Ayni sözleşme bizim hukuk sistemimiz açısından istisnaidir.
-
Taşıma sözleşmesi ayni midir?
Türk hukukunda hep ayni olduğu görüşü vardı. Önceden iletişim eksikliği sebebiyle teslim de gerekiyordu ama günümüzde bu iletişim eksikliği ortadan kalktı. Örneğin, telefonla kargoyu aradınız, benim bir paketim var gelin alın dediniz. Sözleşme bu anda mı kurulur?
Telefonda anlaştığınız anda kurulmamıştır dersek, zarar doğarsa kim, neden sorumlu olacak? Sözleşme görüşmelerinden doğan sorumluluğa gidebilir ama zararı karşılamayabilir. Dolayısıyla telefonda konuşup anlaştığınız anda sözleşme kurulmuş olur. Rızai olmanın bazı sonuçları vardır. Edimin ifa edilip edilmemesi BK’ daki genel hükümlere tabi olacaktır. Şey zamanında teslim edilmezse veya kullanım amacına aykırı teslim edilirse ve uygulanacak özel bir hüküm bulunmazsa, BK. Mad. 96 vd. sözleşmenin gereği gibi ifa edilmemesi hükümleri uygulanır.
2.) Karşılıklı Borç Doğuran Sözleşmelerdir.
Synallagma denilen karşılıklı borç doğuran sözleşmelerdir. Taraflardan birisi şeyin kullanımını devretmeyi borçlanırken diğer taraf ücret ödemeyi borçlanır. Ancak ödemezlik def’inin uygulanması bakımından farklılık gösterir. Kural olarak ödemezlik def’inde edimlerin aynı anda ifası gerekir. Bu sözleşme için kiraya veren edimini öncelikle ifa etmelidir. Bu kira sözleşmesinin doğası gereğidir. Karşılıklılık esası vardır ama kiraya veren edimini önce ifa etmelidir.
3.) Sürekli Borç İlişkisi Doğuran Sözleşmelerdir.
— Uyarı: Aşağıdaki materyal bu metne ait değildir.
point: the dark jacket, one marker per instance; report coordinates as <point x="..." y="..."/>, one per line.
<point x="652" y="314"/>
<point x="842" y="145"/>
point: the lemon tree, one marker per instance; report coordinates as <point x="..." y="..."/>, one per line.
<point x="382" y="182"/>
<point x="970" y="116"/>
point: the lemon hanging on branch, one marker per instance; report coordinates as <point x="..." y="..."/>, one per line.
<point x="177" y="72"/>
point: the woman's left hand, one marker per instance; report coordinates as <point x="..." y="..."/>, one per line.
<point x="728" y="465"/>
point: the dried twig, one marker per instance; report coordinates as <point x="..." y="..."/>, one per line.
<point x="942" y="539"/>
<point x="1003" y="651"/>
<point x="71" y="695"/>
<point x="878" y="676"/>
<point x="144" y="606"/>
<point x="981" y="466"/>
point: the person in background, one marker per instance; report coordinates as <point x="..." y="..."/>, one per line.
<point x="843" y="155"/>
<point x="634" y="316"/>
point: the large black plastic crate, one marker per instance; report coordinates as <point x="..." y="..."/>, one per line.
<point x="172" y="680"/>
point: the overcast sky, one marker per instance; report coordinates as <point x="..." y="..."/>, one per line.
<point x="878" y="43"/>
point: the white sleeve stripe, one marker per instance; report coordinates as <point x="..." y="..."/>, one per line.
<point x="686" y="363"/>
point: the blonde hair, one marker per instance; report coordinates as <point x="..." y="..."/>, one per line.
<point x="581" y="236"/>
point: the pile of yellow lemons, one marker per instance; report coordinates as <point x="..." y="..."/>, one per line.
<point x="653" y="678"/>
Kiralama ilişkisi bir süreklilik arz eder. Kira sözleşmesi sona erene kadar süreklidir. Edimin sürekliliği nedeniyle kira sözleşmesi sürekli borç ilişkisi doğuran bir sözleşmedir. Sürekli borç ilişkisi doğuran sözleşmelerin en önemli özelliği sözleşmenin geçmişe etkili olarak sona erdirilememesidir. Bu sebeple dönme kavramını kullanmak mümkün değildir. Sürekli borç ilişkisi doğuran sözleşmelerde ifadan sonra geriye dönüş mümkün olmadığı için ileriye etkili olarak sona erdirilebilir. Örneğin, İlk 3 ay kirayı ödeyen biri sonraki 2 ay kirayı ödemede temerrüde düşmüşse sözleşme geçmişe etkili olarak sona erdirilemez; çünkü oturduğu 3 ay nasıl geri alınacak? Sözleşme kurulmuş ama ifa edilmemişse ani sözleşme gibi değerlendirilebilir mi? Taraflar edimlerini hiç ifa etmemişlerse de doktrinde bunun ani sözleşme sayılamayacağı yönünde görüş hâkimdir. Ancak kanaatimizce, hiç ifa edilmemişse geçmişe etkili olarak sözleşmeyi sona erdirmek mümkün olmalıdır. Örneğin, Evleneceksiniz, ev kiralıyorsunuz. Sözleşmede kira şu tarihte başlasın diyorsunuz ama tayininiz çıkmıyor. Bu durumda sözleşme, geçmişe etkili olarak sona erdirilebilmelidir.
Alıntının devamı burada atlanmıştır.